Minnesota will stabilize even without Jefferson. Its terrible turnover luck will regress back toward the norm. The next seven weeks promise three games against current one-win teams (the Denver Broncos and a home-and-home against the Chicago Bears) and the dessicating husk of the Green Bay Packers. There’s an opportunity to turn what’s been a terrible season into a mediocre one.

Who does that serve? The Vikings have four voidable years remaining on Kirk Cousins’ contract and can designate him a post-July 1 release while taking on only $10 million in dead salary cap space (…”only”). The team’s estimated $38 million in functional cap space for 2024, per Over The Cap, is a middle-of-the-pack figure, suggesting only limited help can arrive via free agency. Minnesota can re-up Cousins and wade into battle with rusty armor and a dulled blade once more, or finally admit there was a ceiling to this whole experiment and start from scratch.

If the Vikings are starting over, they’d be best served with all the draft picks they can accrue. That means the phone lines will have to be busy in advance of the league’s October 31 trade deadline. Untouchables persist, obviously. Jefferson is a non-starter, as are Hockenson and Jordan Addison. Anyone still on an inexpensive rookie contract should get an extra look, even if they’ve been frustrating prospects like Lewis Cine or Andrew Booth (of course, if the price is right they’re fair game as well).

Otherwise? It’s time to hear some offers. Did Zach Wilson just biff a game for the New York Jets? Let’s see if they’d want Cousins.

Do the Dallas Cowboys feel the need to beef up their safety rotation after getting torched by the San Francisco 49ers? How would they feel about Harrison Smith?

Danielle Hunter trade rumors swirled throughout the offseason. Now he’s a pending free agent with six sacks in five games and would be welcome just about anywhere.

This not only would boost Minnesota’s draft chest without sacrificing foundational talent, but help push this team higher up the draft board where a talented crop of quarterbacks await. The Vikings pythagorean record — a measure of where their wins and losses would be expected to be based on their point totals — pegs them at 2.2 expected wins so far. Over the course of 17 games, that puts that at either 7-10 or 8-9, where they’d probably be expected to draft between 10th and 15th selections.

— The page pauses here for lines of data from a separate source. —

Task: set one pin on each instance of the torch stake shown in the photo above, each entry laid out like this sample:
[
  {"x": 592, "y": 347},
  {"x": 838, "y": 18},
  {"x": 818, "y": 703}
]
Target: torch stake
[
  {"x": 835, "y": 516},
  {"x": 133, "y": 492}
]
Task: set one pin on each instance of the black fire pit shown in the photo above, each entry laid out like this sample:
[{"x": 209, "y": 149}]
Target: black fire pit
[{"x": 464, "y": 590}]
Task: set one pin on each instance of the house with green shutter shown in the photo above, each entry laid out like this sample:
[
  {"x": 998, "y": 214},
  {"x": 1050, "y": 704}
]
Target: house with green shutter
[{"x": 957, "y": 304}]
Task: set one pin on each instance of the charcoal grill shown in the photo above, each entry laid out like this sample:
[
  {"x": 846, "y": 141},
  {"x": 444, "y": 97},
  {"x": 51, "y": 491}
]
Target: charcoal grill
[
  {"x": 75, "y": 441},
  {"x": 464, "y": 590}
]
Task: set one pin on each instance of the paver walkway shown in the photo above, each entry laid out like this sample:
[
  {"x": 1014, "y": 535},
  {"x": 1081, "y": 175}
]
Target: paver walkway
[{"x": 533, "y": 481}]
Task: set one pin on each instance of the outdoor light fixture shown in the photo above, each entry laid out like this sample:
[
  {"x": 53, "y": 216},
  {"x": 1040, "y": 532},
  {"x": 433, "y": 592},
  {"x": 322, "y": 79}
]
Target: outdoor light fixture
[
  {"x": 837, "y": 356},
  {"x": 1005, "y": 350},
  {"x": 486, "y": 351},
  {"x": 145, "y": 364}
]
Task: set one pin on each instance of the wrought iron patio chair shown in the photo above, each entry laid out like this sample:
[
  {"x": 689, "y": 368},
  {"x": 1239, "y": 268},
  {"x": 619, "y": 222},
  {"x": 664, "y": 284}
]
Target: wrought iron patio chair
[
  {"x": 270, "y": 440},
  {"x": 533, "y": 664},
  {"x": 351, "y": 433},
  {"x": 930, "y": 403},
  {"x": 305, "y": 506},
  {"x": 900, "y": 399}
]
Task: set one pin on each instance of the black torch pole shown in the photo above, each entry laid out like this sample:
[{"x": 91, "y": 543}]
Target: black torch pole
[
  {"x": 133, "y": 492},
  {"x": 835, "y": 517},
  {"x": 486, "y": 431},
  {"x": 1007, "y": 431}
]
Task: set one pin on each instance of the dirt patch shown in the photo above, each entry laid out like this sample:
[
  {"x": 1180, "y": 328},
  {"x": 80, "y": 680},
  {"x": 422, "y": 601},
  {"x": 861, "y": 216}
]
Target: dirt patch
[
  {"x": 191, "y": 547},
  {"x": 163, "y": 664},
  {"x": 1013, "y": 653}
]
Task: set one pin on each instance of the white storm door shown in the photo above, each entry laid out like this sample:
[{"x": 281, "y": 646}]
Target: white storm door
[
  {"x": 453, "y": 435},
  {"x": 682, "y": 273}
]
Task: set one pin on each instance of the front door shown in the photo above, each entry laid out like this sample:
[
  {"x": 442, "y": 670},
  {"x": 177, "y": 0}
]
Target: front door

You can find a useful quarterback there, but you probably won’t. Here are the last five passers to be taken between those picks:

  • Justin Fields, Chicago Bears (11th pick)
  • Mac Jones, New England Patriots (15th)
  • Dwayne Haskins, Washington Football Team (15th)
  • Josh Rosen, Arizona Cardinals (10th)
  • Patrick Mahomes, Kansas City Chiefs (10th)

Right. Other than Mahomes and maayyybe Fields, that’s a grim lineup. The success rate of finding a franchise quarterback is significantly higher inside the top five picks, but you won’t get there with a seven-win season unless you’re willing to mortgage a boatload of future picks — see the Bears’ trade with the Carolina Panthers from last spring as proof.

The Vikings can increase their odds of landing an envious draft spot AND load up on tradeable picks by selling before the trade deadline. All it would cost them is a little dignity — Minnesota hasn’t won fewer than seven games in a decade — and some goodwill with the fans. The outcome wouldn’t be pretty, but it would have the silver lining of a future whose potential could be greater (or worse) than the franchise’s current place in stasis.

This isn’t what the Vikings wanted to hear. Tanking sucks, and it especially sucks when you’re coming off a 13-win season that left plenty to prove. But the fact of the matter remains this team is 1-4 and will now be without its best player for the foreseeable future. The best case scenario is mediocrity, and that sucks too; just in a way that’s significantly less fun to complain about.

So, here stands Minnesota. The football gods have violently swung against the team after being on your side throughout the 2022 regular season. Things aren’t as bad as a 1-4 record suggests, but with a little work, they could be.

And that’s where the Vikings want to be headed into 2024.